Is there a way that a hacker can view vars that are being POSTed? And is there an easy way to encrypt the vars? Zack said something a while back about PHP having an MD5 function encryption function. How can I use it?
Yeah, but if they could get that far into your computer there's nothing stopping 'em from putting a keylogger on.
Of course, for very sensitive information like credit card numbers, there's stuff ssl I guess.
If you really felt insecure, however, yeah, you can find some md5 routines on the internet and encrypt everything during an onSubmit() event
Quote:Yeah, but if they could get that far into your computer there's nothing stopping 'em from putting a keylogger on.
Packet sniffing doesn't require a trojan.
Oh yeah... *shrug* See, this is what staying up 48 hours to work on assignments does to you.
I know next to nothing about security (except for my lame encryption algos, hahah), but here's a little thingy about how to use md5...

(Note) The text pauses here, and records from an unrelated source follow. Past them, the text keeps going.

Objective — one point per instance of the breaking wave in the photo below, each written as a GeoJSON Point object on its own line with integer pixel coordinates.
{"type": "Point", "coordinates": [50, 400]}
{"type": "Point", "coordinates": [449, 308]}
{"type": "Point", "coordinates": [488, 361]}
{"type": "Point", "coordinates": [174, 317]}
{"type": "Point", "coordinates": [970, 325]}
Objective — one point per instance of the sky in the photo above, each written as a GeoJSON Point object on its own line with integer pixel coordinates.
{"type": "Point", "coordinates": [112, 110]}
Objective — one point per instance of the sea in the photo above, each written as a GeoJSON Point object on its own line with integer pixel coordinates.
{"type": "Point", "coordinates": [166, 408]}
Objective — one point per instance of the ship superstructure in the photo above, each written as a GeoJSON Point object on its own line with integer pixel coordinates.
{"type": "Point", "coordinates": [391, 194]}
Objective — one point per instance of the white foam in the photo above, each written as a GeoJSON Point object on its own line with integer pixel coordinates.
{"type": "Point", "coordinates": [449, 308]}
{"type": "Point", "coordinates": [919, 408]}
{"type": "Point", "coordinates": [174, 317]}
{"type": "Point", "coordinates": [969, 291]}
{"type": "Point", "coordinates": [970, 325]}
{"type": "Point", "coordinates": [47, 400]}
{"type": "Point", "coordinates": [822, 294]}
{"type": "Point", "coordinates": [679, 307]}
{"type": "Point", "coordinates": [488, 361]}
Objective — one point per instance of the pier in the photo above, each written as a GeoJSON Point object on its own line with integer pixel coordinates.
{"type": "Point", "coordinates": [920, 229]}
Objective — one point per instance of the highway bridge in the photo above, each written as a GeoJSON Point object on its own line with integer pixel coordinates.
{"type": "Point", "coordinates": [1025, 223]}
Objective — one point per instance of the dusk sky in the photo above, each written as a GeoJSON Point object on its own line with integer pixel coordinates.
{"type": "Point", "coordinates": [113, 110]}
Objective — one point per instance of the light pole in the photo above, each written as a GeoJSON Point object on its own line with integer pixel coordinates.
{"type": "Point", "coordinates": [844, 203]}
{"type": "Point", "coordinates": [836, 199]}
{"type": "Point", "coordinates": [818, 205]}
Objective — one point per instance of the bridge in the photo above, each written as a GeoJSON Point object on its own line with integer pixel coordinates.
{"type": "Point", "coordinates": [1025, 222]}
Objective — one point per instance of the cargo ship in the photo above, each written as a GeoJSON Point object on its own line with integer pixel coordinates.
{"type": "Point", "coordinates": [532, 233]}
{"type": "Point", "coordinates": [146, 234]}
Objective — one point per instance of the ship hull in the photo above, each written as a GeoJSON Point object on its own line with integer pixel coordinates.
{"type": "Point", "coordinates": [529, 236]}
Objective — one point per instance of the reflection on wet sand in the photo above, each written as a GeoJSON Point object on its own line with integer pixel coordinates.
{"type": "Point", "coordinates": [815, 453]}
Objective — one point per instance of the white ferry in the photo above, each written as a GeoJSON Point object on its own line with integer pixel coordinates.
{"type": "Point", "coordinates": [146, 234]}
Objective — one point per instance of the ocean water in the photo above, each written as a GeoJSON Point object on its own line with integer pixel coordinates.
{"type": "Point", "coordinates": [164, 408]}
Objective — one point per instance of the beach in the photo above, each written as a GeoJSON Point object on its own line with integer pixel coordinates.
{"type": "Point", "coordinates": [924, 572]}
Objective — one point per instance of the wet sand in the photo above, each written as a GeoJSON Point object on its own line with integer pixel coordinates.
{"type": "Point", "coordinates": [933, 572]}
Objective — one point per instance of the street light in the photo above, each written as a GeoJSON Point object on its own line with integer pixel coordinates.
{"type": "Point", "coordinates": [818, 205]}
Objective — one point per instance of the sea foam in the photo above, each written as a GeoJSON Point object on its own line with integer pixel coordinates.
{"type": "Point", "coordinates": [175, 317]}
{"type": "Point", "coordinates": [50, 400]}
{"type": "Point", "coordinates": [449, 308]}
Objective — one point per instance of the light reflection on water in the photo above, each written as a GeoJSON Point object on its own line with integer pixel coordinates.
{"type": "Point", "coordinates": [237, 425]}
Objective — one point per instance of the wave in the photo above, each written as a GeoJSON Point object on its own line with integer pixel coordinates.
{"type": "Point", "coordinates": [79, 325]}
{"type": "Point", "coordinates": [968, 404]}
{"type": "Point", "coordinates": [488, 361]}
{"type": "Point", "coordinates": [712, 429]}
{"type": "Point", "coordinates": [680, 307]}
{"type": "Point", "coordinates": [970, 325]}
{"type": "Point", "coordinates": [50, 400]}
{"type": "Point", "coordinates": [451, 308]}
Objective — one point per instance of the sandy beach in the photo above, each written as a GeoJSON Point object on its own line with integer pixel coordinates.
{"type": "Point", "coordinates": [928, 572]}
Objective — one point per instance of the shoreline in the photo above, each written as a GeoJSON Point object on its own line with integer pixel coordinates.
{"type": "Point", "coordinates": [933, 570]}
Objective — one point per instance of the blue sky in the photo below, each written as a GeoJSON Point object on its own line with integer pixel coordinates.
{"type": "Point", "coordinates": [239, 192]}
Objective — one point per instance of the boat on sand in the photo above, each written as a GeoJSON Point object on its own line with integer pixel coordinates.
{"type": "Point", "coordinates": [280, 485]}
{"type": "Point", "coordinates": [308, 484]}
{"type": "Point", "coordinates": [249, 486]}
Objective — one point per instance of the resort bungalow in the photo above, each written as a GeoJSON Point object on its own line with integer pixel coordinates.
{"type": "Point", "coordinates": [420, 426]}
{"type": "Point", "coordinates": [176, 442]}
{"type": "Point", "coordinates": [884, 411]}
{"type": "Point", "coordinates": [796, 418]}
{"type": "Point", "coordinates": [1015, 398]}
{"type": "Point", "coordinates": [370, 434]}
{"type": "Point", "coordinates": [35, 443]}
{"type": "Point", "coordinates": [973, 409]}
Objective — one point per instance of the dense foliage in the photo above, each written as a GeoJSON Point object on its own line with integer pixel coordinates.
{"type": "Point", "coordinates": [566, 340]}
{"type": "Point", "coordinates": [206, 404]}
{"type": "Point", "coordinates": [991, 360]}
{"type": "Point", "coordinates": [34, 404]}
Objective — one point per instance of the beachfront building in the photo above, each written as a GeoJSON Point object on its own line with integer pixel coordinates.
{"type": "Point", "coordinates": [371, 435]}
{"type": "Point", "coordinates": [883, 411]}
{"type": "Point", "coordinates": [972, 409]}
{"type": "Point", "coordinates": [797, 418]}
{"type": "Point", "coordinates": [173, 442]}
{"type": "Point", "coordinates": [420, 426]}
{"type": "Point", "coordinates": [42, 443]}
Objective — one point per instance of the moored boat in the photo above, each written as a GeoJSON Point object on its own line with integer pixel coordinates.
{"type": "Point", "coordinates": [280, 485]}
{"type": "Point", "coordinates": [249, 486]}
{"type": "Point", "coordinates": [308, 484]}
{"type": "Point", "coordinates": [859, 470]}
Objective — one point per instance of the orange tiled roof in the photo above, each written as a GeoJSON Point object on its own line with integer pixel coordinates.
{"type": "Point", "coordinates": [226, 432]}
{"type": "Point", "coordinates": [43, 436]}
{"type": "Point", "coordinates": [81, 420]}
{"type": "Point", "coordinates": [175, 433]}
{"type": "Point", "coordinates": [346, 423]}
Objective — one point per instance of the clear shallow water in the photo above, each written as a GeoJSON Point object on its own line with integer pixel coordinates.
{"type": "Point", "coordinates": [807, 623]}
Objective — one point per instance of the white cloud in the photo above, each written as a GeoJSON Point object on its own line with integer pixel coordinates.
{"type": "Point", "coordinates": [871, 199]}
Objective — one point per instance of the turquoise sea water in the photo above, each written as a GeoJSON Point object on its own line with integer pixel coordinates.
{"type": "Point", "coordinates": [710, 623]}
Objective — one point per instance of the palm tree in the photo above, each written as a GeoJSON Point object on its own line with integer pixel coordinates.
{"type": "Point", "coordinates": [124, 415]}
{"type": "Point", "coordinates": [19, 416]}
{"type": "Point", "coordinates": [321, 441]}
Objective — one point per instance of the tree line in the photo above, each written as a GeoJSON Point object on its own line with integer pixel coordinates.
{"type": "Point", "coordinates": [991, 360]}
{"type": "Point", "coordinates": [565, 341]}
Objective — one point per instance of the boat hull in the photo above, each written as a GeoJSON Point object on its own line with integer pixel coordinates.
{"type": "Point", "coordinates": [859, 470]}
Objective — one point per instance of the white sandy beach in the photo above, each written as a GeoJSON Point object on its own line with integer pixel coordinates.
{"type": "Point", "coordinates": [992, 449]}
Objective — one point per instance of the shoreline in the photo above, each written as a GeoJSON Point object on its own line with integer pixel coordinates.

The MD5 algorithm is a one-way encryption method. Correction: MD5 isn't even encryption, because it can't be unciphered. :wink:
The md5() function in PHP generates the MD5 text of any string.
Code:
$active_pass=md5 ($password);
What I do in my member systems is simple (since I doubt anybody joining is a US National Guard Head Office worker that uses the same password for his computer with all the secrets). When you join, the password you entered is POSTed to a php script, and md5ed. Then it's added to the database.
When you log in, the md5 of the password to entered along with yuor username is compared to the text in the Password field of the database. If it matches, and the username is right, you're logged in.
If you want to see some code, just catch me on MSN or whatever.
PHP has several encryption functions. One is crypt(), another is md5(). I use md5 cos it's less characters for me to type
.
If you want real security, best to use ssl.
In general the internet is insecure. Dont ever think that it ever was secure.
But anyways yeah, if your internet packets were being watched by someone like by some dodgy ISP or on your LAN or whatever your going to have to use SSL or something like it.
If you want to secure data in a database on your server, encrypt it with md5() in php or some other routine, its not too dificult to do this just search the manual/web.
Either that or start learning an obscure language, hehe joking.
Ok thanks guys.
Zack- Ill try that when I get home! Thanks!